~糸の繋がった先~


  帰ってきた。

  都会から少し離れた町にある一軒家。
  俺の、俺たち5人の実家。今は別々だけど。でも、玄関の引き戸横に掛けられた表札には、父さんと母さん、そして今でも兄弟5人の名前。

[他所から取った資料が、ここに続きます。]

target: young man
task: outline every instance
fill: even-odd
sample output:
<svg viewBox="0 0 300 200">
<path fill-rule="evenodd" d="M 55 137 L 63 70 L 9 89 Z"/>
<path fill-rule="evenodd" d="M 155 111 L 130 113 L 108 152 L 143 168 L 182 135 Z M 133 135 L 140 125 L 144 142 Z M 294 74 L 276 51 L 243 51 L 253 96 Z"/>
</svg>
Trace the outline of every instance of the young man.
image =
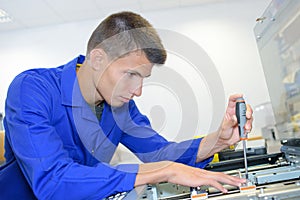
<svg viewBox="0 0 300 200">
<path fill-rule="evenodd" d="M 166 51 L 140 15 L 116 13 L 93 32 L 86 57 L 52 69 L 18 75 L 9 87 L 4 126 L 4 199 L 101 199 L 147 183 L 186 186 L 245 180 L 205 171 L 214 153 L 239 141 L 235 101 L 224 120 L 203 139 L 169 142 L 156 133 L 132 98 Z M 251 129 L 248 107 L 246 131 Z M 110 166 L 119 143 L 145 164 Z"/>
</svg>

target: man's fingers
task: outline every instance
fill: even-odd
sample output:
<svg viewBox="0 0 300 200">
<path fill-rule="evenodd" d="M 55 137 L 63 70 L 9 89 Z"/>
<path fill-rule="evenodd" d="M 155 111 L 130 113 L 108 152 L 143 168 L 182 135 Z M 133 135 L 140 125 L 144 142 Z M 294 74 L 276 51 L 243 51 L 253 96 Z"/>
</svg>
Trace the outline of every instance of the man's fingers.
<svg viewBox="0 0 300 200">
<path fill-rule="evenodd" d="M 235 108 L 236 99 L 243 97 L 243 94 L 233 94 L 230 95 L 229 101 L 228 101 L 228 108 Z"/>
<path fill-rule="evenodd" d="M 217 188 L 218 190 L 222 191 L 223 193 L 226 193 L 227 190 L 223 187 L 221 183 L 239 187 L 242 183 L 246 182 L 245 179 L 230 176 L 222 172 L 210 172 L 206 170 L 200 170 L 198 171 L 198 175 L 202 177 L 203 181 L 208 181 L 208 183 L 205 183 L 204 185 L 211 185 Z"/>
<path fill-rule="evenodd" d="M 249 104 L 246 104 L 246 118 L 247 119 L 251 119 L 252 118 L 252 114 L 253 114 L 253 110 L 251 108 L 251 106 Z"/>
<path fill-rule="evenodd" d="M 237 118 L 235 115 L 230 115 L 229 113 L 225 114 L 225 119 L 223 122 L 223 128 L 227 129 L 227 128 L 231 128 L 234 125 L 237 124 Z"/>
<path fill-rule="evenodd" d="M 237 98 L 243 97 L 243 94 L 233 94 L 230 95 L 229 101 L 235 101 Z"/>
<path fill-rule="evenodd" d="M 202 185 L 210 185 L 218 190 L 220 190 L 222 193 L 227 193 L 227 189 L 223 187 L 222 184 L 220 184 L 218 181 L 214 179 L 203 179 L 203 184 Z"/>
<path fill-rule="evenodd" d="M 220 182 L 225 183 L 225 184 L 229 184 L 229 185 L 234 185 L 234 186 L 241 186 L 242 183 L 246 182 L 246 179 L 240 179 L 238 177 L 234 177 L 234 176 L 229 176 L 226 175 L 226 177 L 221 176 L 221 179 L 219 179 Z"/>
<path fill-rule="evenodd" d="M 211 172 L 212 174 L 208 175 L 210 178 L 215 179 L 218 182 L 233 185 L 239 187 L 242 183 L 245 183 L 245 179 L 240 179 L 238 177 L 230 176 L 222 172 Z"/>
<path fill-rule="evenodd" d="M 253 110 L 249 104 L 247 104 L 246 106 L 247 106 L 247 111 L 246 111 L 247 122 L 245 124 L 245 131 L 247 133 L 250 133 L 252 129 L 252 122 L 253 122 L 253 116 L 252 116 Z"/>
</svg>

  その引き戸をガラガラと音を立てて開けると、途端に賑やかな声が聞こえた。

「うわっ、懐かしいー!」
「けど…埃まみれ…ゴホッゴホッ!」
「お前、外で払ってこいよ!」
「兄ちゃんに向かってお前って言うなっ!」

  ドタドタと足音がして、俺の前を雅紀が横切った。手に持った透明の衣装ケースからは、煙の様に埃が舞い落ちていた。

その後を和が呼び掛けながら追いかける。
「まーくん、そこ段差!」

「おいおい、大丈夫?」
  なんて笑いながら翔くんが来て、
「あっ、兄さん、お帰り」
  と、言う後ろから、潤が、
「遅い!」
  って、相変わらずの強い目力を覗かせた。

「悪い。バスで寝てたら乗り過ごしちまって…」

  なんて、俺の言い訳を掻き消す様に、裏庭から雅紀の大きな声がした。

「翔ちゃーん!潤ー!お宝!お宝ー!」


  裏庭へ向かうと、衣装ケースの蓋を開けて、楽しそうに物色してた雅紀が、

「ほらっ!!」

  って、手に持っている物を見せたきた。

「あっ!さと兄、お帰り!ねっ、これ、懐かしくない?!」

  それは、スナック菓子のおまけで付いていた、プロ野球選手のカードだった。

「うおー!すげー懐かしい!」
  俺より潤が食い付いた。


「和、何みてんだ?」

  雅紀とは対照的に、体を丸めて一人くすくす笑ってる和に声を掛けた。

「見てこれ」

  それは、チラシの裏に書かれたもので。

「かたたたたたきけん…?」
「まーくんでしょ。こんなの作るの」
「え~?俺~?……俺か」
「何でこんな “た” 多いの」
「それは…沢山叩いてあげようっていう俺の気持ちの現れなの!」

  そのやりとりに翔くんが声を立てて笑う。